History versus Modern Development: The City of Bath

by Marie-Louise Jensen

I live in an historic city which makes every trip into town a visit to a byegone era. It is a privilege and a pleasure for me and for many of the thousands who live here and the numerous visitors who pass through.


By MichaelMaggs (Own work) [CC BY-SA 2.5 (http://creativecommons.org/licenses/by-sa/2.5)], via Wikimedia Commons






The difficulty of balancing the every day, modern needs of a vibrant, thriving city with this historic beauty is an ongoing issue, of course. Traffic, roads, schools, housing, office space; all are constant concerns and conflict with preserving the valuable heritage we have been entrusted with. 
Bath is one of the few cities in the world to have Unesco World Heritage status. And it has been proven that cities can lose this. Dresden, which went ahead with a modern motorway bridge development too close to the city centre, did so. 
The new shopping centre that was opened in Southgate, Bath, in 2009 was aruguably an improvement on the hideous 1960s monstrosity it replaced. But it fails to do one thing that the old shopping centre maintained - the buildings are too tall and visitors can no longer see out over the hills around the city from the centre of the development - something that has always been a feature of the city. 
Now the new Riverside development of thousands of flats (many bought by overseas investors and standing empty, but that's a whole other issue) are threatening the status all over again. Tall, brash and modern, and very close to the Georgian city centre, they can be seen from every vantage point, a raw eyessore. There has been little space planned in to plant cover which would soften the appearance over time. 
Now the city council want to build a Park and Ride to the east of the city, concreting over beautiful green belt, another site that will be very visible from many vantage points; a gleaming sea of cars by day and empty tarmac by night.
Bathampton Meadows



I know a balance needs to be struck, and proponents of development say we can't live in a museum.

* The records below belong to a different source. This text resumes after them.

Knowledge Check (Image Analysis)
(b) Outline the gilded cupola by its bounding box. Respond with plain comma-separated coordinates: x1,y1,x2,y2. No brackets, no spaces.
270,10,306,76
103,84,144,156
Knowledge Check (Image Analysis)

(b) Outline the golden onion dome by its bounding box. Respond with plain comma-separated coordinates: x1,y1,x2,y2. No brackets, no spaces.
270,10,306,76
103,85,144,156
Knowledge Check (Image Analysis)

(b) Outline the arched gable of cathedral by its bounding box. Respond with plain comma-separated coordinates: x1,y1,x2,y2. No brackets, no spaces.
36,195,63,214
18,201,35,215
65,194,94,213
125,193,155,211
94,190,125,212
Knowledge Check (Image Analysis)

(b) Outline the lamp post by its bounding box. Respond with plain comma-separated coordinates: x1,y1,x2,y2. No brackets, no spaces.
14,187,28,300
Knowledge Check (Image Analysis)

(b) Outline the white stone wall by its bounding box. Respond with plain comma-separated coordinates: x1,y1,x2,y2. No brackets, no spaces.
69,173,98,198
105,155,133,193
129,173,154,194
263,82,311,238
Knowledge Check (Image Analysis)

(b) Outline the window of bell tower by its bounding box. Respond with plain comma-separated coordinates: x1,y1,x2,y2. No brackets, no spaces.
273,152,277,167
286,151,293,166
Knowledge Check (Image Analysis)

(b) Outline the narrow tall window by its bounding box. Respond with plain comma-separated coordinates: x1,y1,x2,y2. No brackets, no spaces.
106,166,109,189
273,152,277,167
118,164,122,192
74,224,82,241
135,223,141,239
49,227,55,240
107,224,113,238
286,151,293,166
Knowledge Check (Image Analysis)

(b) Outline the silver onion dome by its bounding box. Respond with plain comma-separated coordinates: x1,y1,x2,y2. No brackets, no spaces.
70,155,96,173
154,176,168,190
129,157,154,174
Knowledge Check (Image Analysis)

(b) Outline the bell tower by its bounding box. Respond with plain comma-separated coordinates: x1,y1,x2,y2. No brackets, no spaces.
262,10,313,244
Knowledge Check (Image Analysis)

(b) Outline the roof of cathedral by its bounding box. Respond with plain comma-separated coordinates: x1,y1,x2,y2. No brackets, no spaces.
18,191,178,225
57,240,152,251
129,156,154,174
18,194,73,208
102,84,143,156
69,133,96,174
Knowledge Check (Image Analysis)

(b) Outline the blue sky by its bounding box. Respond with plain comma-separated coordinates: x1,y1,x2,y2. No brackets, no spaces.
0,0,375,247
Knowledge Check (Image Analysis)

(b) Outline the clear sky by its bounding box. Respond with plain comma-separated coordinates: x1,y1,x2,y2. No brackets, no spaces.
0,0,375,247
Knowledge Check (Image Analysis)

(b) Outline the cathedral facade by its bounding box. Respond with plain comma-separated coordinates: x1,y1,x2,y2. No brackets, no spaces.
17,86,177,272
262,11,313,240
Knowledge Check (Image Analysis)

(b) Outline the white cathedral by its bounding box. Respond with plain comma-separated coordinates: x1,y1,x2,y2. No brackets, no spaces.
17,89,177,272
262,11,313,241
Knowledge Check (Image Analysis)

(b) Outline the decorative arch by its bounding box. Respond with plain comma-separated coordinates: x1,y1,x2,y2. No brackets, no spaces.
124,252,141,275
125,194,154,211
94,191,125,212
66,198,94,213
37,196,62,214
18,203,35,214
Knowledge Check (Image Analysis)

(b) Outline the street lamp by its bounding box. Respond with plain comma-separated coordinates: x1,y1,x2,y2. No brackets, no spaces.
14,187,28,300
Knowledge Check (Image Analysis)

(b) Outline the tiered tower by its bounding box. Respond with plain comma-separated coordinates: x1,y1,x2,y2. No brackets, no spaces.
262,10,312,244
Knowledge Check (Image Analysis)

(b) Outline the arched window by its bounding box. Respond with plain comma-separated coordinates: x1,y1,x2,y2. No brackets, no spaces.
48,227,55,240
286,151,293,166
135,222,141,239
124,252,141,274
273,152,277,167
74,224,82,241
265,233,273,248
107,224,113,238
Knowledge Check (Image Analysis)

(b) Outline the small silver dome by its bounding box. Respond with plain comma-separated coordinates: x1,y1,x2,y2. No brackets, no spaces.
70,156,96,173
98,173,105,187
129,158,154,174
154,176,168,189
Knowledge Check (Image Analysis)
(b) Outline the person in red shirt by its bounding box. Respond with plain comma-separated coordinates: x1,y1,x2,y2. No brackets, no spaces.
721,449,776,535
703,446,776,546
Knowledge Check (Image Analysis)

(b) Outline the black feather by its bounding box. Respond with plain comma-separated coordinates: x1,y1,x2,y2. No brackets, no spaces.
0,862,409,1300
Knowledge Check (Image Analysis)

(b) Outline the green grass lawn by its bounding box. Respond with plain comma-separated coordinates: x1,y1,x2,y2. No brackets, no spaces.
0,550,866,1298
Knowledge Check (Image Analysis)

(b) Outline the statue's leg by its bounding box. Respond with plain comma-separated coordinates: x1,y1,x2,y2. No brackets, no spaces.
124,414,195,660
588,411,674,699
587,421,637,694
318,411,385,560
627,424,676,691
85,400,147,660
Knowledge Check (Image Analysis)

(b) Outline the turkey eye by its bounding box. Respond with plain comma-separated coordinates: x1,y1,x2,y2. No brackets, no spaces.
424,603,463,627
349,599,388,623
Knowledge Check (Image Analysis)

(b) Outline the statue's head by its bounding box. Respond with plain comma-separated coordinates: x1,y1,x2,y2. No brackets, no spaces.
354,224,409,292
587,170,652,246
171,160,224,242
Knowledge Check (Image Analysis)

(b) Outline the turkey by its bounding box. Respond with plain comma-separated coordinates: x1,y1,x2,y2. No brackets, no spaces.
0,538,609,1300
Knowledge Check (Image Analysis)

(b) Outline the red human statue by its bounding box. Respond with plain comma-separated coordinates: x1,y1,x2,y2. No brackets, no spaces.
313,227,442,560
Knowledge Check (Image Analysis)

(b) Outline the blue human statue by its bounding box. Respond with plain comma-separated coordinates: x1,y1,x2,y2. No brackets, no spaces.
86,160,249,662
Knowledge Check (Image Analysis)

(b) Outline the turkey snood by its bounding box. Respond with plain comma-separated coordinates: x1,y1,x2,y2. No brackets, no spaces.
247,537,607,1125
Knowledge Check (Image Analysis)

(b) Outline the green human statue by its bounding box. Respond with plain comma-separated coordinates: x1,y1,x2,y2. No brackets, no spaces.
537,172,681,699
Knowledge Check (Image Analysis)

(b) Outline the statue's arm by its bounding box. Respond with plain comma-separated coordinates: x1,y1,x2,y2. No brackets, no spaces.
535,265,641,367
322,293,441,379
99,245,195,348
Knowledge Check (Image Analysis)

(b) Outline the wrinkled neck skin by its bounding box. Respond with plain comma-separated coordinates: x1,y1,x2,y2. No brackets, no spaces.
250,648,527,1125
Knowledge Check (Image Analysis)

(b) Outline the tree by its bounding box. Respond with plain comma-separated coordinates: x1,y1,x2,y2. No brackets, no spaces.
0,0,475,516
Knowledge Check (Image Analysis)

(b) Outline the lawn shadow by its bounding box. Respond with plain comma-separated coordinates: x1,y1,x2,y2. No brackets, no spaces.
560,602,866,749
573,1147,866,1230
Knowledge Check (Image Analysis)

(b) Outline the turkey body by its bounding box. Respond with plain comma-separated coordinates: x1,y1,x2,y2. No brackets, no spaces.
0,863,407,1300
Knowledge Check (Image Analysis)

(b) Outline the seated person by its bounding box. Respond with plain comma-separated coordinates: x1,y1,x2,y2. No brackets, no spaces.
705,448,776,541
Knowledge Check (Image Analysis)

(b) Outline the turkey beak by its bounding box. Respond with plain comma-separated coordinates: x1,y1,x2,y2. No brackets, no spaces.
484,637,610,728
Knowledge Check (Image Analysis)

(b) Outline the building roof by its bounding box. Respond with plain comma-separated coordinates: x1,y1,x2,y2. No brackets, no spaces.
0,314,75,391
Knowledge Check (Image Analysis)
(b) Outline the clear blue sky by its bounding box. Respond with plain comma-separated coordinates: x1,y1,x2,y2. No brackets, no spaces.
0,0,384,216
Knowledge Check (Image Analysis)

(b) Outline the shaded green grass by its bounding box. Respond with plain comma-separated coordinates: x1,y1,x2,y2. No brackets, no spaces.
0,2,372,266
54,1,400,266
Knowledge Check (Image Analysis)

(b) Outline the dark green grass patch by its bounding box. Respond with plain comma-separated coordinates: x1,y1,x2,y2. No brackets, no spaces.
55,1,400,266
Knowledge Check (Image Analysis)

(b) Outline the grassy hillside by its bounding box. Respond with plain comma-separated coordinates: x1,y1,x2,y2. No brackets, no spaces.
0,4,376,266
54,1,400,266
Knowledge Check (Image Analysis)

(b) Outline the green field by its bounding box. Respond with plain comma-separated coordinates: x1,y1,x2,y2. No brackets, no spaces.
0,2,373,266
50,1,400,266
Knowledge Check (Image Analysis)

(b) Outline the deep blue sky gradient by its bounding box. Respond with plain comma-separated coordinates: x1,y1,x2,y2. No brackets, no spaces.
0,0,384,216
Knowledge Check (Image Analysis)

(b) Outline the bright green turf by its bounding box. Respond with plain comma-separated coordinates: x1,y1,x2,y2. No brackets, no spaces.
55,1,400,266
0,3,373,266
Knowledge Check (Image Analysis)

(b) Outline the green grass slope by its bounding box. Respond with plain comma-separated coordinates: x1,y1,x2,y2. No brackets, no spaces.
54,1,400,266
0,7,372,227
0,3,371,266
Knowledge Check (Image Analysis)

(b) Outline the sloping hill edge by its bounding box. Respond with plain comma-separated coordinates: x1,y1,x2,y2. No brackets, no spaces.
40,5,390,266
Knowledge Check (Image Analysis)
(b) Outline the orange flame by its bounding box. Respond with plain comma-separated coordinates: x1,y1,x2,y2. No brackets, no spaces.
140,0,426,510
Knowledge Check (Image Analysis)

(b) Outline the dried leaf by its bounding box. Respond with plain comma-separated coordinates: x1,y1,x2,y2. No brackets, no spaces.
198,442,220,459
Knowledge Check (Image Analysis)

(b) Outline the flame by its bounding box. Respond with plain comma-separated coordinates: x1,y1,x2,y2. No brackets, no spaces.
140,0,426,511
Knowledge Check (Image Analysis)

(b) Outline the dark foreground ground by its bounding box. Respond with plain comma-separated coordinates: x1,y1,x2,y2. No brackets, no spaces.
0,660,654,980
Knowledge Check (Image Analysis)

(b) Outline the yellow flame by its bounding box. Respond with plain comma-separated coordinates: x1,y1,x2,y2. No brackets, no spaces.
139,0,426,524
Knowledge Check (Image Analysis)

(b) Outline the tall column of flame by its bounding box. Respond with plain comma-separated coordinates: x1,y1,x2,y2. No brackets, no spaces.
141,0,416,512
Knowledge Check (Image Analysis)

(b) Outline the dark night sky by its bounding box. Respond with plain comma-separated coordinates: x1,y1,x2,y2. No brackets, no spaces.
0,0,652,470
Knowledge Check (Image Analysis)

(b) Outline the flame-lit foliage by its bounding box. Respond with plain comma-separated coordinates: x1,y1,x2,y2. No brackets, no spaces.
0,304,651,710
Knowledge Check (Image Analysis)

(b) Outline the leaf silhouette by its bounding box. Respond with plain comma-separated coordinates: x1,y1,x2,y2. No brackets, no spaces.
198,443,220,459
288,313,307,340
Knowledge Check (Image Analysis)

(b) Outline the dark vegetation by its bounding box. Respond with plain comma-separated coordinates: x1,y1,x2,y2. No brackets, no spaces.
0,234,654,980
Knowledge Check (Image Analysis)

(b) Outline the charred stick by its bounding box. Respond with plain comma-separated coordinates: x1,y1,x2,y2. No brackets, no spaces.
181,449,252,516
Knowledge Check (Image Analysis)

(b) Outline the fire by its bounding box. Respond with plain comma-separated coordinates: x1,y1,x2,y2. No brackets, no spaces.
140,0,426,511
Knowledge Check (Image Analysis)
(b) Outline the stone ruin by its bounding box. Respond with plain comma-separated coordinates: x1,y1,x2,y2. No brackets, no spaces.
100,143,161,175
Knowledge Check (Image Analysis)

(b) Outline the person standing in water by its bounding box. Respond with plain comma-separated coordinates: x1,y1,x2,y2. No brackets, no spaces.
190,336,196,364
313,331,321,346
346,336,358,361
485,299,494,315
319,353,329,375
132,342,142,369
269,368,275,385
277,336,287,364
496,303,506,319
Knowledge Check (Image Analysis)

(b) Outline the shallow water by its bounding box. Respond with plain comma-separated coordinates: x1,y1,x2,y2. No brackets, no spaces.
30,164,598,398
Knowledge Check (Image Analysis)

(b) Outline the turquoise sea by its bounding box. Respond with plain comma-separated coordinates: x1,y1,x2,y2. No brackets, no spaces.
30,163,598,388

But my inclination is to say, why not? There are other modern cities you can choose to live in if you want that. I think we are risking our beautiful city and its outstanding reminders of its past. The city in which I set my novel The Girl in the Mask, was built over and adapted by the Georgians. Perhaps people felt even then it was being damaged. But what was built was high quality, was outstandingly beautiful and has endured. Somehow, I don't think the Park and Ride and the Riverside are going to be drawing tourists in 200 years time.